Il rappresentante legale di AP 1 ha chiesto una proroga del termine assegnato
che è stata concessa dal Pretore con ordinanza 30 settembre 2020.
5.
In
data 9 ottobre 2020 AP 1 ha presentato un’istanza di limitazione del
procedimento ex art. 125 CPC con cui ha chiesto di limitare il procedimento
alla questione dell’inammissibilità delle domande supercautelare e cautelare
nonché di sospendere il termine per presentare le proprie osservazioni fino
alla decisione sulla prima richiesta. AP 1 ha evidenziato che qualora il
giudice accogliesse la richiesta della parte istante in una decisione cautelare
questa sarebbe in realtà una decisione finale di merito; la petizione andrebbe
così respinta poiché inammissibile, una procedura cautelare non potendo a suo
avviso portare a una decisione finale sul merito.

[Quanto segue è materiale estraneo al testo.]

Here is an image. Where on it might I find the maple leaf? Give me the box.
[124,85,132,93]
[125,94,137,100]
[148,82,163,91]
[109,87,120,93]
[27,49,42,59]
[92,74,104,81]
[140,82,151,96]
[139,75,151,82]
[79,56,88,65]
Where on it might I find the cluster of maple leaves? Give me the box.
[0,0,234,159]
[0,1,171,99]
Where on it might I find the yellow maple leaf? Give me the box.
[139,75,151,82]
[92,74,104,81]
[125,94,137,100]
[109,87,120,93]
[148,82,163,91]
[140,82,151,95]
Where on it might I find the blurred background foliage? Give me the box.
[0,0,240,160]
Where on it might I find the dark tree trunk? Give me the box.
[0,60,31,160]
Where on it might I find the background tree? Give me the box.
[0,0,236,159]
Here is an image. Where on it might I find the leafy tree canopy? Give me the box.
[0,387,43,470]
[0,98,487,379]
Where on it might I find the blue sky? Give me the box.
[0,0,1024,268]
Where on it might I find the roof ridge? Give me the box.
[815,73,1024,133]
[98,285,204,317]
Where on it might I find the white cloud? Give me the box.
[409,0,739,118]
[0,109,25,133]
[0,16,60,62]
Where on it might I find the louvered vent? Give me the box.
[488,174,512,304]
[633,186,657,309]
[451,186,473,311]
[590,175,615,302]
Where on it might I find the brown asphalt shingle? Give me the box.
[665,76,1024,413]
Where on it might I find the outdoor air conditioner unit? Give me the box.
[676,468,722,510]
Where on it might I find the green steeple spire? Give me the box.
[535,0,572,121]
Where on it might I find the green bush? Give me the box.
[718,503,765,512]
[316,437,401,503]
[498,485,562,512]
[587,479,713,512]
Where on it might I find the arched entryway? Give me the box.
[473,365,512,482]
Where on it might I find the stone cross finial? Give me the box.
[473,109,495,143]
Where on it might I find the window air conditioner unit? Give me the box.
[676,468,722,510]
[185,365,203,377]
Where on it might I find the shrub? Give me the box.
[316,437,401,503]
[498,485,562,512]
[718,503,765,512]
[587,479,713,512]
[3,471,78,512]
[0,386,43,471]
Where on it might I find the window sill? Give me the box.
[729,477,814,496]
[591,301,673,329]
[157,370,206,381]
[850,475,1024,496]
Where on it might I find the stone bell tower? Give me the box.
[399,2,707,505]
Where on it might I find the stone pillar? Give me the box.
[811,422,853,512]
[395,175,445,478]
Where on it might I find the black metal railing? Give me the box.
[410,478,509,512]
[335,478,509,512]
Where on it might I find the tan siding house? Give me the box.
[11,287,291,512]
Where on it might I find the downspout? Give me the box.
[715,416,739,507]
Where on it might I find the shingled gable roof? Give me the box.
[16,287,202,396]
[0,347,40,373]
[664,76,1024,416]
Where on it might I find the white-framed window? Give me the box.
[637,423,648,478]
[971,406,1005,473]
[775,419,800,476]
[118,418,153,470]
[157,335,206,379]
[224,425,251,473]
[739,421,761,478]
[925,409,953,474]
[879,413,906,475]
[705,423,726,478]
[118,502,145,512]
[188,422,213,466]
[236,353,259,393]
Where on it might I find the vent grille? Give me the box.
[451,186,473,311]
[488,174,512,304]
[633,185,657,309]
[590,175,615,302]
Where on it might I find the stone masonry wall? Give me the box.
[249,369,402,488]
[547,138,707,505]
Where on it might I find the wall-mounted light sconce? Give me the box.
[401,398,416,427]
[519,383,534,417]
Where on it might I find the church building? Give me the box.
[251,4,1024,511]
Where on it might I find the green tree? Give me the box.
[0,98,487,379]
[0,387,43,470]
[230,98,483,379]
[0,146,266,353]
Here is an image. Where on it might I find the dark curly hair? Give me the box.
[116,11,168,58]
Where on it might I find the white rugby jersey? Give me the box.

Con osservazioni 27 ottobre 2020 AO 1, dopo aver rilevato che a suo avviso AP 1
non aveva rispettato il termine assegnatole per presentare osservazioni e che
quindi la causa era matura per il giudizio in via cautelare, ha precisato che
la misura cautelare si imponeva a fronte dell’esigenza di una tutela urgente per
i motivi esposti nella petizione, che in base alla dottrina e alla
giurisprudenza l’esecuzione di una prestazione positiva da parte del convenuto
può senz’altro formare oggetto di un provvedimento cautelare, infine che l’istanza
avversaria costituiva solo il tentativo di rallentare lo svolgimento del
processo.
Con replica spontanea 5 novembre 2020 AP 1 ha osservato da un lato di non aver
presentato osservazioni avendo postulato la sospensione del termine nell’ambito
dell’istanza di limitazione del procedimento, d’altro lato che con la consegna
dei documenti richiesta dalla controparte non veniva soddisfatto un bisogno
anticipato e temporaneo ma un bisogno definitivo che dev’essere oggetto di una
procedura di merito e non cautelare, ciò che rendeva inammissibile la procedura
cautelare.
Con duplica spontanea 13 novembre 2020 AO 1 ha dal canto suo osservato che
un’istanza di limitazione del procedimento non sospende il termine per
presentare delle osservazioni e che quello assegnato alla controparte era pertanto
decorso, nonché ha ribadito i motivi per i quali nulla ostava a che il Pretore
si chinasse sulle richieste oggetto della sua istanza cautelare.
6.
Con decisione 4 gennaio 2021
il Pretore ha accolto l’istanza e, di conseguenza, fatto ordine a AP 1 di far
firmare a Bl__________, e di retrocederli all'istante entro il termine di 15
giorni, i tre documenti annessi alla decisione (doc. U), necessari al
trasferimento di 659 azioni detenute in Sc__________, a AO 1, ovvero il
"Share transfer agreement" in doppia copia, la "notice of
transfer of shares" in doppia copia, e la "Schedule E" in
triplice copia, con la comminatoria dell'art. 292 CPS nei confronti di tutti
gli organi, i direttori, i collaboratori della AP 1 (in particolare Ca__________
__________, __________, e Za__________ __________, __________) nonché con la
comminatoria di una multa disciplinare di fr. 5'000.- giusta l'art. 343 cpv. 1
lett. b CPC e di fr. 1'000.- per ogni giorno di inadempimento giusta l'art. 343
cpv. 1 lett. c CPC nei confronti di AP 1.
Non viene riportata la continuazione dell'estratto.